True confidence isn’t rooted in perfection but in the ability to respond to difficulty with kindness. When I say to myself, “It’s okay that the session didn’t go as I hoped—I did my best and learned something,” I shift from self-judgment to growth. Confidence grows not from flawless execution, but from allowing vulnerability to coexist with competence.

3. Confidence means having a greater perspective on our role.

Early in my careerI believed it was my job to fix everything. That impulse didn’t come from a sense of overinflated confidence—it came from the mission of the role of a therapist to “help others heal” and a concurrent deep sense of responsibility to that end.

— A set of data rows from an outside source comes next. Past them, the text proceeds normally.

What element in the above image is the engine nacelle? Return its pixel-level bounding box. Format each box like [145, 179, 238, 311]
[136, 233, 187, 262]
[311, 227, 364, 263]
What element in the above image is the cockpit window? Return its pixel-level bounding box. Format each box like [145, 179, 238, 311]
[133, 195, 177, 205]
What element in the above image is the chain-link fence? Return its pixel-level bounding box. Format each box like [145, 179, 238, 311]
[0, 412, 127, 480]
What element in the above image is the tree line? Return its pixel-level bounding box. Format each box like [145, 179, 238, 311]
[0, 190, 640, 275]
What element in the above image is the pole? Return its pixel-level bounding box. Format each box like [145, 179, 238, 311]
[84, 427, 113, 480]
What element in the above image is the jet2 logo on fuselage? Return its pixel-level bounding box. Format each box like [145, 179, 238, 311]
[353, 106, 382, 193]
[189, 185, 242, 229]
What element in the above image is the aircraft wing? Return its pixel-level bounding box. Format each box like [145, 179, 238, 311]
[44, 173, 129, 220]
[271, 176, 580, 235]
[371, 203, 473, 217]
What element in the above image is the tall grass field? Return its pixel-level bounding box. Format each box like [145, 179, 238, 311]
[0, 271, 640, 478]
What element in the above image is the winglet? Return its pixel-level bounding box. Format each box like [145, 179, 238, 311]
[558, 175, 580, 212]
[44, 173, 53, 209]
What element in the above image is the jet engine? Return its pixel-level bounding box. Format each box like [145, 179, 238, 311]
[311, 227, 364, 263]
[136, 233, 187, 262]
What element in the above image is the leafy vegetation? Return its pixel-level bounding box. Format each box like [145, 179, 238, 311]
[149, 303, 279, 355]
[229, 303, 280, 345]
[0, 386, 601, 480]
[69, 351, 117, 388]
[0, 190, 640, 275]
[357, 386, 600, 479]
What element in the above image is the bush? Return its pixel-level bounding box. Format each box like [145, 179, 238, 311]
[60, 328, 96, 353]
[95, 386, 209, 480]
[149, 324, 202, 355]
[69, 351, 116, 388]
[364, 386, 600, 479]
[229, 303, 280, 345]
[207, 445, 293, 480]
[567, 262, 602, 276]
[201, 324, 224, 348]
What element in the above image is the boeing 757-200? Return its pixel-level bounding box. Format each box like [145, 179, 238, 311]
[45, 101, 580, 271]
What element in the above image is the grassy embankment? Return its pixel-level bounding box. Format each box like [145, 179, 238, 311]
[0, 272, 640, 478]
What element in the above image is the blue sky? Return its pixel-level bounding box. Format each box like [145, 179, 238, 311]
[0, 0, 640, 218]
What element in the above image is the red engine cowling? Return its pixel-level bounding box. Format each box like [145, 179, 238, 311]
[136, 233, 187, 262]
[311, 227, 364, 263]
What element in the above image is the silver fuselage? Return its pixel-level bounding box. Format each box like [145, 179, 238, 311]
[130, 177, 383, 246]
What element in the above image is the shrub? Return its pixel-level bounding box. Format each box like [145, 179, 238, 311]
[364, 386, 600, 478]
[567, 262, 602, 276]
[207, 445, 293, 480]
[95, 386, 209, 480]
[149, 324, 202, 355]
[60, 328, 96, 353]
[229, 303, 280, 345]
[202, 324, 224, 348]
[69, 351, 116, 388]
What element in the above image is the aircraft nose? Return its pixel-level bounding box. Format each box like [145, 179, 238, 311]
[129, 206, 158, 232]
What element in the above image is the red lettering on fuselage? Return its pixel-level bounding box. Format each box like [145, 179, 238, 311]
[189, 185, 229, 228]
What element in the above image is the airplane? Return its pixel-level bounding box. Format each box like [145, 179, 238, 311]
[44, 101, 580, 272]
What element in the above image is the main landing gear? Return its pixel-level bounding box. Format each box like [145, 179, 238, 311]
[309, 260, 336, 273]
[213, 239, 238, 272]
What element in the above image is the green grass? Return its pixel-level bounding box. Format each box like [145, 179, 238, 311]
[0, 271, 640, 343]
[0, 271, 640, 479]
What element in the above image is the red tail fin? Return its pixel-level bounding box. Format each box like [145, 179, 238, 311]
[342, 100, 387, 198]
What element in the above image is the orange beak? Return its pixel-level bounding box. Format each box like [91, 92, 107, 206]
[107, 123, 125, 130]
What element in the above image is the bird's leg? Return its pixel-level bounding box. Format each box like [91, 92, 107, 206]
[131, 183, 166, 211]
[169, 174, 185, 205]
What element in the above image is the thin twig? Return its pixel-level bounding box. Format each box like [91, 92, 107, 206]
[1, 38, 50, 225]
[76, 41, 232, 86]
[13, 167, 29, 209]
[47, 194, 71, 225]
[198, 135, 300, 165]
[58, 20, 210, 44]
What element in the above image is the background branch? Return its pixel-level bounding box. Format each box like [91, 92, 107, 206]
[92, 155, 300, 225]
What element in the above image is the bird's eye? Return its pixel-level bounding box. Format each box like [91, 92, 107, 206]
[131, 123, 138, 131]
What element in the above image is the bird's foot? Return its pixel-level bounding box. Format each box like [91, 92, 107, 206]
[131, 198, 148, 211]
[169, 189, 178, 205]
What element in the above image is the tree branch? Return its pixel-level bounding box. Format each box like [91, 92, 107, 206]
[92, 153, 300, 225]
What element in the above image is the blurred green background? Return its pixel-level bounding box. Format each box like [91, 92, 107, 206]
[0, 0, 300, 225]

Over time, I came to understand that while we are meaningful figures in our clients’ lives, we are not all-powerful. Many factors influence the outcome of therapy. Today, I feel fulfilled if I help a client take one honest step forward. Getting a bit biblical, Moses guided the Jews very close to the promised land but did not actually enter it with them. Like the guiding Moses, we too are an important part of our clients’ journey for a certain point of time, but we are not the end-all be-all of that continuous life journey. This more realistic and humbled view allows me to be more present, focused, and realistic about what can be achieved in the room.

4. Confidence grows when we are able to bring ourselves into session.

As a new therapist, I tried to mimic the styles and voices of others, hoping to find my professional identity through imitation. With time, I realized that confidence comes from authenticity. Being inspired by others is helpful, but ultimately the most fulfilling work comes from bringing your full, authentic self—your style, humor, creativityand humanity—into the therapy space. Clients feel safer and more connected when we are grounded in who we truly are. As such, I encourage all clinicians to follow your passions and interests, and nurture and support the way your wonderful and unique personality shows up in your practice.

5. Confidence is deepened through cultivating meaningful learning and self-care.

Early in my professional journey, I often pursued continuing education based on what I thought I should know, rather than what truly inspired me. Over time, I’ve come to understand that confidence doesn’t come from checking boxes — it comes from engaging in learning that feels meaningful, aligned, and energizing. When I follow my genuine interests, my growth is not only more sustainable but also more impactful.

Alongside this intellectual shift, I’ve also redefined what self-care means to me. It’s not just a way to avoid burnout — it’s a core part of my practice and way of being. Prioritizing self-care means making thoughtful decisions about what clients I would like to work with as well as setting boundariesnurturing passions outside of work, and creating a rhythm of life that supports long-term well-being. Research shows the importance of honoring our self-care and meaningful learning as a way to ensure and cultivate the true joy our work can bring.

Conclusion

Confidence, as I’ve come to understand it, is not about eliminating self-doubt but learning to work alongside it with compassion and presence. It grows through self-forgiveness rather than perfection, and it deepens when we let go of unrealistic expectations and embrace a more grounded view of our role as therapists. Confidence flourishes when we bring our authentic selves into the room—not a polished version, but a real one—and when we invest in self-care and learning that genuinely nourish us. Ultimately, confidence is built through a living practice, which involves the courage to embrace our relationship with doubt and vulnerability as if they were parts of us that needed our continued nurturance, guidance, and support.